Brother Walsh shared his observations about Colombia with us:
“In Colombia, starting a union is easy, but keeping one going is difficult – it’s the reverse of the U.S.”
So says Jorge Eliécer Caicedo, leader of a local in the Colombian agricultural union Sintrainagro. Since he’s had the experience of visiting the U.S., where he spent time with Los Angeles-area Teamsters, he has a firsthand sense of the labor movement here.
An example of what he’s talking about in Colombia is the sugar cane refinery La Cabaña, where in 2012 Sintrainagro organized 600 workers, and 115 of them were quickly fired; another 100 were on the verge of losing their jobs when we met with Sintrainagro in May.

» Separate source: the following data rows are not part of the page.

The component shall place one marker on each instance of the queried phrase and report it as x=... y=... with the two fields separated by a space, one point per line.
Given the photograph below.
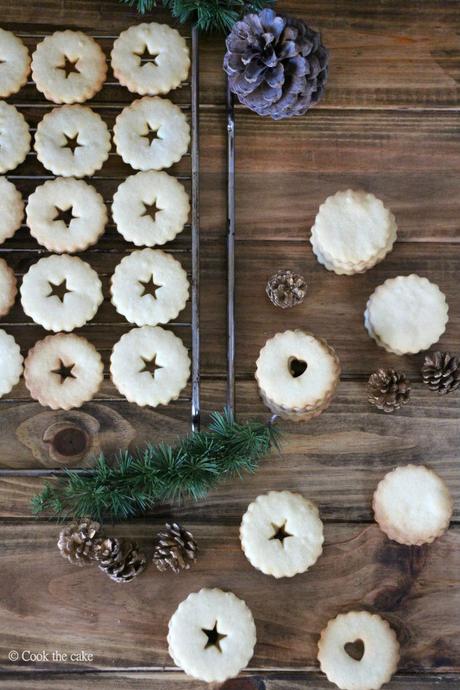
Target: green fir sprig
x=206 y=15
x=161 y=473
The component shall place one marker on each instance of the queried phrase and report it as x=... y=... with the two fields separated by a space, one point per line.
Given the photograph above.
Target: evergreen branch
x=161 y=473
x=206 y=15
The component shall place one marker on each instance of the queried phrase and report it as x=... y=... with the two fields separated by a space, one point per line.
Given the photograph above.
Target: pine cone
x=388 y=389
x=175 y=548
x=441 y=372
x=79 y=541
x=276 y=65
x=120 y=559
x=286 y=289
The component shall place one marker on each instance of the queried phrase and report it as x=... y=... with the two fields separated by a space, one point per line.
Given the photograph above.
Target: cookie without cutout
x=11 y=209
x=61 y=292
x=297 y=374
x=10 y=363
x=14 y=63
x=8 y=287
x=150 y=366
x=68 y=67
x=212 y=635
x=66 y=215
x=63 y=371
x=149 y=287
x=406 y=314
x=151 y=133
x=14 y=137
x=380 y=651
x=412 y=505
x=72 y=141
x=353 y=231
x=150 y=208
x=167 y=60
x=281 y=534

This happens because workers lack permanent employment. Companies hire for a limited time, and when that time is up, union members don’t get rehired. We heard the same story from workers with another cane- cutters union, Sintracatorce, and from the women of the flower workers union, Untraflores, whose product gets sold mostly in the United States.

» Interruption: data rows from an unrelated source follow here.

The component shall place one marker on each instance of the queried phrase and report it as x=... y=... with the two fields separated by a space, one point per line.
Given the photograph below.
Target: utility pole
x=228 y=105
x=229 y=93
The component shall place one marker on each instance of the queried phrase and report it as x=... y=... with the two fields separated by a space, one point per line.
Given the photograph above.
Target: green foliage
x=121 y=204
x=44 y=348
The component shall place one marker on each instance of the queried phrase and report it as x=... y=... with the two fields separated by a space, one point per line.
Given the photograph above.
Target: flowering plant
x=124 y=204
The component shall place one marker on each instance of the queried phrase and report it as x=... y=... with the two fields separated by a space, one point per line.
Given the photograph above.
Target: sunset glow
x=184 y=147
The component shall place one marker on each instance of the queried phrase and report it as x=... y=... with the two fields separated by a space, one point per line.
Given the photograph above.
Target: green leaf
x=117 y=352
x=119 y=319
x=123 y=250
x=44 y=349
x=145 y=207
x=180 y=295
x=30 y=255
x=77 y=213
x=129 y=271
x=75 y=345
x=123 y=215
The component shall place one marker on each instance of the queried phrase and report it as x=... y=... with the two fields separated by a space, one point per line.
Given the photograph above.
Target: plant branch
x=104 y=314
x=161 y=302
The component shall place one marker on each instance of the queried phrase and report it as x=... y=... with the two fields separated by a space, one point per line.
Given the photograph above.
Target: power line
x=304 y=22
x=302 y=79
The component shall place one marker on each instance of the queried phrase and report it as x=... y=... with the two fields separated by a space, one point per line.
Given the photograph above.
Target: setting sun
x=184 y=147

The abuse is not limited to work in the fields. Workers on the docks, at Coca-Cola, in the transit system, in health care and for the phone company all told us the same thing. The failure to hire on a permanent basis violates the US-Colombia Labor Action Plan. The plan was supposed to guarantee union rights before the two countries implemented a free trade agreement, but enforcement is feeble. Even when the Colombian Ministry of Labor assesses fines for violations, there is no guarantee the fine will actually be collected, because that is the responsibility of a different agency of the Colombian government.